Vous avez été au cœur de bien des décisions et la Société que nous avons aujourd’hui vous en est redevable pour beaucoup. Je ne doute pas un instant que vous puissiez aligner bien des noms de personnes et de sociétés qui « se sont payé la traite » durant toutes ces années. De grands chantiers ont été lancés : Terre des Hommes, le Métro de Montréal, le Tunnel Hyppolite Lafontaine, la Baie James, les Jeux Olympiques, la création de Sociétés d’État, l’implantation du Réseau Collégial, celui de l’Université du Québec et quoi d’autres encore.  Rien n’était trop beau pour les administrateurs et gestionnaires de ces projets. Une nouvelle classe de technocrates et d’entrepreneurs, toutes générations confondues, venait de naître.  

 

C’était, comme vous le suggérez, la caisse à ciel ouvert pour un certain nombre de personnes et de sociétés, sans doute de notre génération, mais aussi de celles qui nous ont précédés et suivis. Ne fallait-il pas développer de nouvelles entreprises, rendre l’éducation accessible à toutes les personnes en besoin de formation, ouvrir les hôpitaux à tous les malades et assurer un minimum de bien-être aux laissés pour compte de la société, toutes générations confondues ? S’il y a eu abus, erreurs d’appréciation, mauvaise organisation, ne faut-il pas en chercher la cause là où se prennent les orientations et là où se gèrent les décisions?

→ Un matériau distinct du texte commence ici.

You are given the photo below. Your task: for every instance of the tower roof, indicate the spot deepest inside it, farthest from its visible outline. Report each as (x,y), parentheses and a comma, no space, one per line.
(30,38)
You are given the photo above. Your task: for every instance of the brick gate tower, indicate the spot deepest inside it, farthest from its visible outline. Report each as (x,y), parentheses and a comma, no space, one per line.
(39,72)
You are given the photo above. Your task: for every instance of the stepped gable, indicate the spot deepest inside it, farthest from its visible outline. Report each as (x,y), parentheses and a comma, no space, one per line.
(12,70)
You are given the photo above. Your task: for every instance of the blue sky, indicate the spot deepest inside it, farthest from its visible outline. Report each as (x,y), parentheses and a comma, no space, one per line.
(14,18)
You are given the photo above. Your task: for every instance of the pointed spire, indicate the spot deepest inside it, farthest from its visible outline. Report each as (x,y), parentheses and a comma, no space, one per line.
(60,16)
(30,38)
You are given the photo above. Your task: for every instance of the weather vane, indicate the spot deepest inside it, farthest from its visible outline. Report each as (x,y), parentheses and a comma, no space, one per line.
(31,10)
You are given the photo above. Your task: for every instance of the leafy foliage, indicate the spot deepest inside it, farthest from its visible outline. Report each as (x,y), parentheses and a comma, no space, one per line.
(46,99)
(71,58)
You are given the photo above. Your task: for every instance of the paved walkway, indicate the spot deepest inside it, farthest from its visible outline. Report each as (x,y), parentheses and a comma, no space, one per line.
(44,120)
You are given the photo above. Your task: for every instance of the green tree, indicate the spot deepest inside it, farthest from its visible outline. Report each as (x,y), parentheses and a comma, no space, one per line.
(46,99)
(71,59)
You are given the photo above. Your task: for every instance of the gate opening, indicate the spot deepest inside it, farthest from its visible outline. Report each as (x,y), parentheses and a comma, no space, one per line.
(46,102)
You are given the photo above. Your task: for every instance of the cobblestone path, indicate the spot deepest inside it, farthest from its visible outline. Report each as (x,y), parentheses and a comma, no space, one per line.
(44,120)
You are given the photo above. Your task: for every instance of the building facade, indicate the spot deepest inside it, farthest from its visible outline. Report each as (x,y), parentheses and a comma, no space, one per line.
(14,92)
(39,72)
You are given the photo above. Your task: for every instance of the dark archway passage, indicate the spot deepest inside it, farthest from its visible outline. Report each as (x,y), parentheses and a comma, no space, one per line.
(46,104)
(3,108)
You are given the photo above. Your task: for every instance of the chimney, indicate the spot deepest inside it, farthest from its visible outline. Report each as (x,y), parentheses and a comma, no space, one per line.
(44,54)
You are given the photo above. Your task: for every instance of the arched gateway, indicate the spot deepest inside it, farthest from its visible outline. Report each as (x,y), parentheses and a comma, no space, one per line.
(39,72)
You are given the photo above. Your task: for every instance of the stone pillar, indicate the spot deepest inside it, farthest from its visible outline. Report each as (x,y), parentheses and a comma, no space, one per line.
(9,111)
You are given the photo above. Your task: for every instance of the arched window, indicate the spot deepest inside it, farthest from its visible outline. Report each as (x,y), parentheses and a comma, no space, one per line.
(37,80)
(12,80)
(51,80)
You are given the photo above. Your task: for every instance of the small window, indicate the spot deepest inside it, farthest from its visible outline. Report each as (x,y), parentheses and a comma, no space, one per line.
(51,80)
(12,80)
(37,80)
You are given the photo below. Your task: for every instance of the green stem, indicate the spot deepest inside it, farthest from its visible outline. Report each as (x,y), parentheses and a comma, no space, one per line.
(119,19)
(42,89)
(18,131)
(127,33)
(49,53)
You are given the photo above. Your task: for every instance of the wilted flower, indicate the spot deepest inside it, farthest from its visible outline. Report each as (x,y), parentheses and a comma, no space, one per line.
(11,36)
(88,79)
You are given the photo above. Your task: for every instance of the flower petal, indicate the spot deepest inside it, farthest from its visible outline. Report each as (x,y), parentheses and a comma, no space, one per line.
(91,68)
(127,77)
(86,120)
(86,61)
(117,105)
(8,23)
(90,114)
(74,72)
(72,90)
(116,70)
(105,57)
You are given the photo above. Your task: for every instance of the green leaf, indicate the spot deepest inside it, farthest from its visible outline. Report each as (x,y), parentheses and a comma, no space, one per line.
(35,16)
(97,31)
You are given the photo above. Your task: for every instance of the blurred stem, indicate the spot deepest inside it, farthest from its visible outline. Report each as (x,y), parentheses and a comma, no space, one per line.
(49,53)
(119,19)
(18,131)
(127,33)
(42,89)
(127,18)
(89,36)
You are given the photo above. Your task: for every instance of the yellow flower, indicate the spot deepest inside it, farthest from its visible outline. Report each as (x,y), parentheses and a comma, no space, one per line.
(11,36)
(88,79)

 Alors pourquoi, pour expliquer la dette, ne pas parler directement des problèmes de gestion et d’administration, des choix politiques, économiques et sociaux inappropriés, d’abus de pouvoir dans certains cas,  de classes sociales peu préoccupées du bien commun de l’ensemble de la société plutôt que de ramener le tout à notre génération plutôt égoïste, irresponsable et peu soucieuse de l’héritage à laisser à ses enfants ? Vous serez d’accord pour dire avec moi qu’une Société ne saurait se ramener à une « génération ». Elle est essentiellement faite de toutes les générations qui lui sont contemporaines 

 

 

Des années 1950 à aujourd’hui, beaucoup de chemin a été parcouru. Nos parents n’ont pas eu besoin de créer le conflit des générations pour nous ouvrir les portes de l’avenir et nous confier le développement du Québec. S’il y a eu des ratés, de grâce, qu’on n’en fasse pas porter le fardeau sur ceux qui n’y sont pour rien.  

 

Ces temps-ci, pour qui écoute la télévision et lit les journaux, il n’est pas nécessaire d’attiser le conflit des générations. Il s’attise déjà suffisamment par lui-même et dans bien des cas de façon tragique. De grâce, Monsieur Bouchard, n’ajoutons pas consciemment ou non, par certains de nos propos, aux drames qui hantent la vie de tellement de familles.